It did, and it's archived here for anyone who'd like to read it:
https://web.archive.org/web/2013072...documents/ConnectingCommunitiesReport_S10.pdf
It's clearly rubbish to suggest that new road building and the upgrading of existing highways has not outstripped the development of the rail network in the last fifty years, and that it does not continue to do so.
A huge amount of the road building that we see is actually relatively small-scale, although its effect on traffic and development of the built environment can be very significant. These might be projects which are only a couple of hundred metres in length, but even at several miles they may not cross a parish boundary.
Rail projects, generally, are linearly longer and involve more 'stakeholders', many of whom are as parochial as some of the Victorian landowners were. Probably the only reason that (for example) Chinese investors could be encouraged to back HS2 by George Osborne was because the government effectively assured them that the planning would be passed and that the long term investment returns would be assured.
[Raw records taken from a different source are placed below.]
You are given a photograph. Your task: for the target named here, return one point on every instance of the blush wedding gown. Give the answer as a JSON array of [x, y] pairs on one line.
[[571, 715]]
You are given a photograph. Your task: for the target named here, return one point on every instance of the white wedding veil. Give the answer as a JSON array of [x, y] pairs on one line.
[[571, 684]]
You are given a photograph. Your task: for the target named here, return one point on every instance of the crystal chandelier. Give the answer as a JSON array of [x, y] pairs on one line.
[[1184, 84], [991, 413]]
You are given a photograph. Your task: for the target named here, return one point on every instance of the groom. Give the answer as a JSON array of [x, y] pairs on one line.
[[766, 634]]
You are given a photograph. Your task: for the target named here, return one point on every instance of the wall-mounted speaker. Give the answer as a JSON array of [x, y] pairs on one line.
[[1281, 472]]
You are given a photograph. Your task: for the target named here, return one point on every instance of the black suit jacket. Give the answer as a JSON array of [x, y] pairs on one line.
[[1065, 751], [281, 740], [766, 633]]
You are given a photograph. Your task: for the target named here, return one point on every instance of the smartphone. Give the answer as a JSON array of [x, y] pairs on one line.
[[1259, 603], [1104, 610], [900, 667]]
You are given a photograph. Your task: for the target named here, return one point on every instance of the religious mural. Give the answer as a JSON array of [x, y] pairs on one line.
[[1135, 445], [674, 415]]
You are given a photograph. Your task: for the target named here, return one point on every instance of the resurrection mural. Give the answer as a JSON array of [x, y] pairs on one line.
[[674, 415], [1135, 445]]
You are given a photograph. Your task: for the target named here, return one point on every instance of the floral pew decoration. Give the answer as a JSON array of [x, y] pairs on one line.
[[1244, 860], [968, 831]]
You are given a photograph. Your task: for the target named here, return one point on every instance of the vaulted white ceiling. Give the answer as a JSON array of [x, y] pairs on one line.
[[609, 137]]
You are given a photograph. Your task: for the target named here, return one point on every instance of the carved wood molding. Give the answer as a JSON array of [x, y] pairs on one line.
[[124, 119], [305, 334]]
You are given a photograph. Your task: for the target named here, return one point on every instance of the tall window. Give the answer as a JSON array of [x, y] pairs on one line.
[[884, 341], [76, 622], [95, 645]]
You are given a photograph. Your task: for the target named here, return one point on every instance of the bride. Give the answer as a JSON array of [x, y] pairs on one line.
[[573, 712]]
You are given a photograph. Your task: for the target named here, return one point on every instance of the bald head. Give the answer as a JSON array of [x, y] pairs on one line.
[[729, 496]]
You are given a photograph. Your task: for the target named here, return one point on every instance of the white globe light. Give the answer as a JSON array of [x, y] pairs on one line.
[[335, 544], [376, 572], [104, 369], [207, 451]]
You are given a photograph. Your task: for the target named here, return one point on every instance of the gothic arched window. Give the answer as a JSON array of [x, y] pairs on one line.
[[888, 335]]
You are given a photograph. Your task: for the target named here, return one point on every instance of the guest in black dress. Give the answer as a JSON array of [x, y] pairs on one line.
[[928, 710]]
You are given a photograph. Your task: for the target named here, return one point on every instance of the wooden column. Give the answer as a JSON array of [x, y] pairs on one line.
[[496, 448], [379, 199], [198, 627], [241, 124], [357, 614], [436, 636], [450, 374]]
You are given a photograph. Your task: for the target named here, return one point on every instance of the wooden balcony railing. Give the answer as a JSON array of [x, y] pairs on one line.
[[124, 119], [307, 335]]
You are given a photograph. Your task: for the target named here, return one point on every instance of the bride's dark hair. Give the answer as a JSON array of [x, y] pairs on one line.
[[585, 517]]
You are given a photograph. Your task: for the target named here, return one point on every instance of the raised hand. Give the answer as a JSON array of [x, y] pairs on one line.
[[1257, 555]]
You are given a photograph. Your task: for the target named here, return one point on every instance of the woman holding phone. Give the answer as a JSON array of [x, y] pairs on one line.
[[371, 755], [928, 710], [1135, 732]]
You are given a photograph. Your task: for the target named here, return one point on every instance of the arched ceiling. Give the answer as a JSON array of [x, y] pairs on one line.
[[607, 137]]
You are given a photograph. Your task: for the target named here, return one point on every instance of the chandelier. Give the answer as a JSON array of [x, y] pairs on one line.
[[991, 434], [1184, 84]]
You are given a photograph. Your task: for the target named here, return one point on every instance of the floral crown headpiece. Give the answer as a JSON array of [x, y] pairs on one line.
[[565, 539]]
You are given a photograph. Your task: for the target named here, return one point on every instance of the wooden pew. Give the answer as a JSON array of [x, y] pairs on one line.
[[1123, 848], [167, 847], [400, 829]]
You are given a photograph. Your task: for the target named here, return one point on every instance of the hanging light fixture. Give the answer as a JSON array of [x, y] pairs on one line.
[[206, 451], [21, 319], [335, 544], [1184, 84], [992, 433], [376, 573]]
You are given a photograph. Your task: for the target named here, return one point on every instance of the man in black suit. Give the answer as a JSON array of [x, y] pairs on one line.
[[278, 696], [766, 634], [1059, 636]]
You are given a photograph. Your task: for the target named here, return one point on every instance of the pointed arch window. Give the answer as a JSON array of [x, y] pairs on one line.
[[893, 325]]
There's plenty of money in the global investment markets for long-term infrastructure investments (especially when sovereign wealth funds also see a political angle in it), but as long as you have even just multiple local authorities bickering between themselves about the minutiae and trying to prevent each other benefiting more than themselves, there's no way of going to the capital markets. Similarly, it's not even possible to lobby The Treasury if there's no cohesive plan.
Funding is
not an insurmountable problem - it is only a problem in the context of the way that railways are viewed.
Since, apparently, we don't currently know who's in charge of the railway, it's perhaps unsurprising that no-one knows how to build much more of it.